Complying with these requests can require hundreds of hours of work as lawyers sift through documents looking for relevant information. This is important work – failure to comply can result in severe penalties and further investigation – but it is also repetitive, tedious and time-consuming work.

Ginity said the AI ​​”co-pilot” would enable lawyers to “practice to the fullest extent of their qualifications” and “do what they are most capable of – which is what they enjoy”.

GPT-4 appears in court

The appeal of a tool that can tirelessly comb through documents for lawyers is huge, but it is overshadowed by AI's greatest weakness: hallucinations.

IBM describes hallucinations as when an AI tool’s LLM sees patterns where none exist and produces “meaningless or totally inaccurate output.”As Cohen discovered, this can happen when an AI chatbot is asked to answer a specific query that isn’t well-represented in the training data.

It may be surprising that AI tools built for lawyers generally don't use models trained specifically for the legal industry. Most rely on the same generalized LLMs that anyone can access, with OpenAI's GPT being by far the most popular. “Right now, there are no models out there that are more powerful than GPT-4,” Ziniti says.

AI legal assistant product CoCounsel says it's taking several steps to reduce illusions: It uses a combination of search augmentation generation, a technique that bases its AI responses on the documents provided, and prompts that encourage the LLM to keep its responses focused on the content of the document.

OpenAI operates a fleet of servers dedicated to CoCounsel, giving CoCounsel engineers more control over the model's output and helping with regulatory compliance, as the information provided to CoCounsel is not shared broadly.

Jake Heller, head of CoCounsel product at Thomson Reuters, said the company has established a “trust team” of lawyers and AI engineers to ensure CoCounsel “is getting the answer right.” The AI ​​assistant also provides citation links to alleviate concerns about accuracy.


In his headshot, Jake Heller is wearing a white button-up under a black blazer.

Jake Heller, head of product for CoCounsel at Thomson Reuters;

Courtesy of Jake Heller



AI cannot replace lawyers

There's another fear driving lawyers to AI: other lawyers.

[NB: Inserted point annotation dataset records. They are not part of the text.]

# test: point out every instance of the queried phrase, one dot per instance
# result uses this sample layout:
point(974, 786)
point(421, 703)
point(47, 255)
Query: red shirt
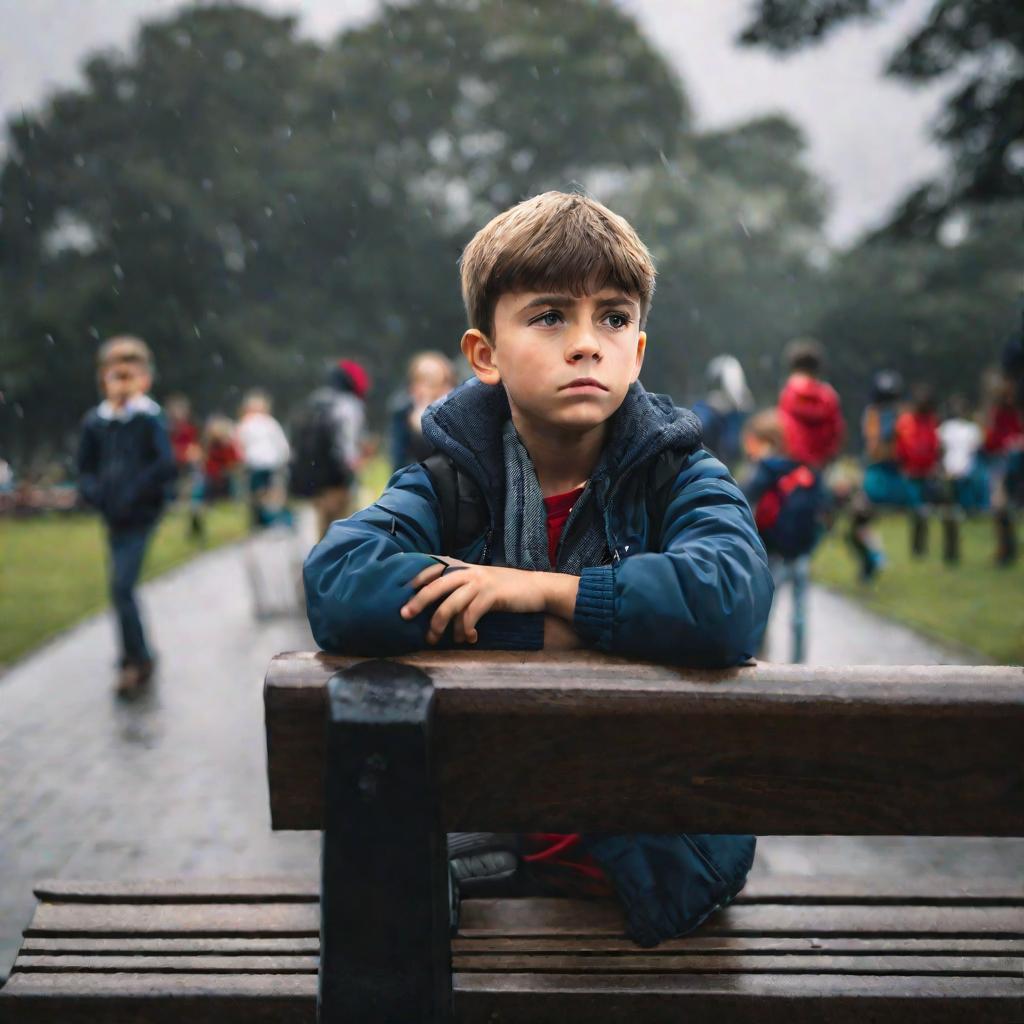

Heller said all law firms and lawyers exist within a “competitive dynamic.” Law firms compete for a limited number of clients, and plaintiffs and defendants compete to win cases. Giniti described the legal profession as an “adversarial system” that incentivizes each lawyer to put forward the best case possible for their client.

So AI is unlikely to eliminate lawyers' jobs. Instead, it may be seen as an extension of trends that took root at the dawn of the computer age.

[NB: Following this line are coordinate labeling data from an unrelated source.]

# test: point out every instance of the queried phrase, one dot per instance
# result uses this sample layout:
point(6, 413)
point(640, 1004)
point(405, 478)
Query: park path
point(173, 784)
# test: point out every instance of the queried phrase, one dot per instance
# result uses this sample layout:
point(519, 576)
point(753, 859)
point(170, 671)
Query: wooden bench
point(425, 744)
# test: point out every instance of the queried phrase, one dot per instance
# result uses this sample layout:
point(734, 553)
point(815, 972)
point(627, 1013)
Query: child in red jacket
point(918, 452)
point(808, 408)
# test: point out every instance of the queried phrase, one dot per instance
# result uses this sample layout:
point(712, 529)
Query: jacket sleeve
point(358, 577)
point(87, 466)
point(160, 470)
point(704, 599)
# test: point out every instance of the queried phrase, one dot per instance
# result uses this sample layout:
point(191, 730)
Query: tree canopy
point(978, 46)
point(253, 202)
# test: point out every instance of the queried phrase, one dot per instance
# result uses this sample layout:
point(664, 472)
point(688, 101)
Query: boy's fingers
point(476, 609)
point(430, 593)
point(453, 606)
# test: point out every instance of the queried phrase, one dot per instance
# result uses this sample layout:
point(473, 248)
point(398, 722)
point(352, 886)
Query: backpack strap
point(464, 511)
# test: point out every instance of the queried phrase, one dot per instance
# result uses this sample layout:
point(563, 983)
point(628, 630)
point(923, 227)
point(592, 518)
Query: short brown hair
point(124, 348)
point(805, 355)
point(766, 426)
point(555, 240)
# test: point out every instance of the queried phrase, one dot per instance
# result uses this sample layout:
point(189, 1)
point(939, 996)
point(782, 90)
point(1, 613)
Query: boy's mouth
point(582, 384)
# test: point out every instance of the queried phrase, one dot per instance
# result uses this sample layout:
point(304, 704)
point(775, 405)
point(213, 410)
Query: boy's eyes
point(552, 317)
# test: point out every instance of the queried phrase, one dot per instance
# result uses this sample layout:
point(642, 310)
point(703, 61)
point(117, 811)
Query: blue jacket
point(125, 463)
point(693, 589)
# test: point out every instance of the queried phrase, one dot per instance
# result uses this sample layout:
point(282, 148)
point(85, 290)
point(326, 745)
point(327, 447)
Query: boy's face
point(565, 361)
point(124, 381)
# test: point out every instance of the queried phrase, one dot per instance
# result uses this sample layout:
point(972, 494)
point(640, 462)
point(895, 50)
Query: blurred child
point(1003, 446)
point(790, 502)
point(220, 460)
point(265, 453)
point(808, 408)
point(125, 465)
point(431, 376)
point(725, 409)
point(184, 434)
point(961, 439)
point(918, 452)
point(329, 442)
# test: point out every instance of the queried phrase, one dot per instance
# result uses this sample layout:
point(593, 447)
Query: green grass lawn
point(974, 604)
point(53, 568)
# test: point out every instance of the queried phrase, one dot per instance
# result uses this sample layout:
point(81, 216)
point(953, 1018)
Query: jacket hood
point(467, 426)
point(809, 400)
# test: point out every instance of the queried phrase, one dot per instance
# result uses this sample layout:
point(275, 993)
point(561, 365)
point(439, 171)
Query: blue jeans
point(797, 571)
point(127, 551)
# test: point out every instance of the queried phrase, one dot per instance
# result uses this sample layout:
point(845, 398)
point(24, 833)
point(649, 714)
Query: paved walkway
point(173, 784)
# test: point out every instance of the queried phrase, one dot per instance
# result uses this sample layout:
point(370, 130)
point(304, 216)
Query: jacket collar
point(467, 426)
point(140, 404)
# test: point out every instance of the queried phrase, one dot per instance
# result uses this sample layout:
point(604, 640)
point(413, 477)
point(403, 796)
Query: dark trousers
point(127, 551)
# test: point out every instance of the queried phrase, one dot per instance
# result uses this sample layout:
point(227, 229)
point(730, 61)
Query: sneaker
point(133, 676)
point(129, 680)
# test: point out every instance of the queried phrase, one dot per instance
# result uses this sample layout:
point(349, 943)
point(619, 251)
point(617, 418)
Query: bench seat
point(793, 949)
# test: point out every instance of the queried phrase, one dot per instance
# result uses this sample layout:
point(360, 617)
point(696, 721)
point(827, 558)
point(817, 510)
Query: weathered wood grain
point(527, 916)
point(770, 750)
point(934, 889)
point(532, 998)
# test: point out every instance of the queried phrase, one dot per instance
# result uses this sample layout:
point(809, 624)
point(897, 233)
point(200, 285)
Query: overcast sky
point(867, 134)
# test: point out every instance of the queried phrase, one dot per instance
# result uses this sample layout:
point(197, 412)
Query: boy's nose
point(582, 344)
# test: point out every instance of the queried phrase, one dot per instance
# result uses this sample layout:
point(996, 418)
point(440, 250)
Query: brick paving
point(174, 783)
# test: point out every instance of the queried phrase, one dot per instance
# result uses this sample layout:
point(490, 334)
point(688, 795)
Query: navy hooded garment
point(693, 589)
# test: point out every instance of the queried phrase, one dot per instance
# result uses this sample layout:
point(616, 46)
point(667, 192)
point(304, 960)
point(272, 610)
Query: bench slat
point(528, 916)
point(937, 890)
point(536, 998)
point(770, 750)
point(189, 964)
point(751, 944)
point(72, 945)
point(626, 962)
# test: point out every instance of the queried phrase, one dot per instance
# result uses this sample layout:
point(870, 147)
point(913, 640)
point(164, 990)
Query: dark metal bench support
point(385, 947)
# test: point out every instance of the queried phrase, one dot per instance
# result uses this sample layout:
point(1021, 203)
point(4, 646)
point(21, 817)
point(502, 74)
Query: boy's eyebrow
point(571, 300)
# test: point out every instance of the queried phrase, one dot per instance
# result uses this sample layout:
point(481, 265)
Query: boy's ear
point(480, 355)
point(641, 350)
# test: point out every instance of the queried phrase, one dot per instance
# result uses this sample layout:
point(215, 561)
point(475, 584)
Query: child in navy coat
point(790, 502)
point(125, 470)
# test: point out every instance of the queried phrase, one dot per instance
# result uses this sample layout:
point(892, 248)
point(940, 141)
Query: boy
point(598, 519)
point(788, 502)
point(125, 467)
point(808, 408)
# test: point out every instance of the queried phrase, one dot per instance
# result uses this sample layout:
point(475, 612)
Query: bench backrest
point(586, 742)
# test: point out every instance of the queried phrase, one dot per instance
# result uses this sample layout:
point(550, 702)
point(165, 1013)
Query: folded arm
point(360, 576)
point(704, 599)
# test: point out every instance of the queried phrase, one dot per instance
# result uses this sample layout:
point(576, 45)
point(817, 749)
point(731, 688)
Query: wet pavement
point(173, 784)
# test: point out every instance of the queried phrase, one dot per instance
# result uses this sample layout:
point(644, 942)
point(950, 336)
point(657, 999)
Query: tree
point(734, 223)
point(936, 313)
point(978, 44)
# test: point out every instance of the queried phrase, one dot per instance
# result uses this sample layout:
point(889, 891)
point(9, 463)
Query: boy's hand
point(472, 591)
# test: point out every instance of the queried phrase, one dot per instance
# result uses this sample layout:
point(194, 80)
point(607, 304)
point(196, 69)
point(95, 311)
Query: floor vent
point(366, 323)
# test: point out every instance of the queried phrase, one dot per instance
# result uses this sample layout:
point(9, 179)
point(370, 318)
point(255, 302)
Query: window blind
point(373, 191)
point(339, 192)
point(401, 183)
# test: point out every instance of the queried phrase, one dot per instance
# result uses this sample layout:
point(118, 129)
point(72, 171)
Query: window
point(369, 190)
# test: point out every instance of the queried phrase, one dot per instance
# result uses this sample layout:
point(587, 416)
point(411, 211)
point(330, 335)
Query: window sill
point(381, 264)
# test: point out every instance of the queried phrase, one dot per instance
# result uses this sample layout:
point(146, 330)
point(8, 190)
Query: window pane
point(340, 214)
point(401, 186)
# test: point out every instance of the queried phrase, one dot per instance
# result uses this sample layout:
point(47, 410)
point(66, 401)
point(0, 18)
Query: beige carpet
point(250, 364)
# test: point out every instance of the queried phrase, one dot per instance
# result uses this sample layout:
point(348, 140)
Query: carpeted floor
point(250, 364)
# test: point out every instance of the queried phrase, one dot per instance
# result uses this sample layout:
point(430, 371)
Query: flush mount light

“We physically reviewed every document in every case,” Heller said, “and physically printed out every email that might be relevant and stored them in bank boxes in the basement.”

In a sense, the problem runs parallel to the solution.
Daniel Beneke, head of machine learning at Baker McKenzie

Times have changed. To the extent practical, manual review has been replaced by electronic review. In the legal industry, there is a subfield called e-discovery that is dedicated to searching and classifying electronic documents.

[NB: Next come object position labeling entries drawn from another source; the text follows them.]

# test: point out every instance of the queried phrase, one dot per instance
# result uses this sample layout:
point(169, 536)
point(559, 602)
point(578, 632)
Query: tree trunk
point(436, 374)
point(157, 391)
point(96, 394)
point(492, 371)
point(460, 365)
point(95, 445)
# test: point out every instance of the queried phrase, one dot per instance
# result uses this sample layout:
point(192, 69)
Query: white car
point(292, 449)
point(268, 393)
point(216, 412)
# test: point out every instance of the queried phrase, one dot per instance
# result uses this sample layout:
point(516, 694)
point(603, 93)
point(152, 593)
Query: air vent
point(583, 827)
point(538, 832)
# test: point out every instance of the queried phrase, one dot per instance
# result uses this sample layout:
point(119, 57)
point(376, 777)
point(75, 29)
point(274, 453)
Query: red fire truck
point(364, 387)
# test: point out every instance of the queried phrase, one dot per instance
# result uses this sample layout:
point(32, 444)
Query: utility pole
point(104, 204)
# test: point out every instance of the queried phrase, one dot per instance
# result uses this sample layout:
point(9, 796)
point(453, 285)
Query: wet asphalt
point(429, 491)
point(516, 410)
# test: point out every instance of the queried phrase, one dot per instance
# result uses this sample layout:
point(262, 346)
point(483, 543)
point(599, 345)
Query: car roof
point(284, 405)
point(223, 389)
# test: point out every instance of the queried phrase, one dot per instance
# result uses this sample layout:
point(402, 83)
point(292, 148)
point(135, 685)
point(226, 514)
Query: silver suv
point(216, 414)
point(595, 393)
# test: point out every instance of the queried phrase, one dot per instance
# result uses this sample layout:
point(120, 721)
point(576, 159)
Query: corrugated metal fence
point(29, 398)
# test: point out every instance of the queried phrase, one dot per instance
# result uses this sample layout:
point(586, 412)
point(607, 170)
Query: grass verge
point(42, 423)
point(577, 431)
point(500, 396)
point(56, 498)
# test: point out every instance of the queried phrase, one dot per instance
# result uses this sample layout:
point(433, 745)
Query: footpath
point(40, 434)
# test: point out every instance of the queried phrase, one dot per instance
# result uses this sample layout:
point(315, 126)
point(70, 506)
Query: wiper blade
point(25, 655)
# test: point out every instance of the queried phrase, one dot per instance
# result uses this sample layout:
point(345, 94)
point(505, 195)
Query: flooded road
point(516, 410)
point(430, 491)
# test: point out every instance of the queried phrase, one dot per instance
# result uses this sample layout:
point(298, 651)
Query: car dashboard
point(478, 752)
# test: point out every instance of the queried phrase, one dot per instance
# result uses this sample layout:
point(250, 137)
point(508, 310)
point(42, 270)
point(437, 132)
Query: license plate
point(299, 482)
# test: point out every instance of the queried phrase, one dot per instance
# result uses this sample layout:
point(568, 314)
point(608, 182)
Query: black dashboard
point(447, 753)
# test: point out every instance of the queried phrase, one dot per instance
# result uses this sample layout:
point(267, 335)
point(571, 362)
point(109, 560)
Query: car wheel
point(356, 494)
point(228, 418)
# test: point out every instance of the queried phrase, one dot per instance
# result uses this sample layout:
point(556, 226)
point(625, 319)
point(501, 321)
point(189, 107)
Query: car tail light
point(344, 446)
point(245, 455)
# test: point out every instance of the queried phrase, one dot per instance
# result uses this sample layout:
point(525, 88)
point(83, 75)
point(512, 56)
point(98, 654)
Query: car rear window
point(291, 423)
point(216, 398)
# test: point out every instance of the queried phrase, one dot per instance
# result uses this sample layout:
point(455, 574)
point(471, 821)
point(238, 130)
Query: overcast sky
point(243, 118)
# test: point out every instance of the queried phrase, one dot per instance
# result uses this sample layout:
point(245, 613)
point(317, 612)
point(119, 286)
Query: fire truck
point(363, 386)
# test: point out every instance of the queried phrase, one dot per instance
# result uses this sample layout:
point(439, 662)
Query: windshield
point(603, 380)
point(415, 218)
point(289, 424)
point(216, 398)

Lawyers may turn to AI to help them deal with the forces that seek to rein it in: regulation. The complexity of government regulation is “growing exponentially,” Beneke said, adding that “in some ways, the problem and the solution are happening at the same time.” This is especially true for an international firm like Baker McKenzie, which advises clients in dozens of countries.

Ultimately, the adoption of AI in the legal industry comes down to the reality that there are only so many hours in a day, and while manually reviewing every document that could potentially be relevant to a case may seem great, it's often not the best use of a lawyer's time.

“In three to five years, not using AI for legal work will be the same as not using online search for legal work today,” Ginity said.

She added that lawyers have a professional responsibility not to inflate billable hours, a responsibility that has been codified by many legal organizations, including the American Bar Association.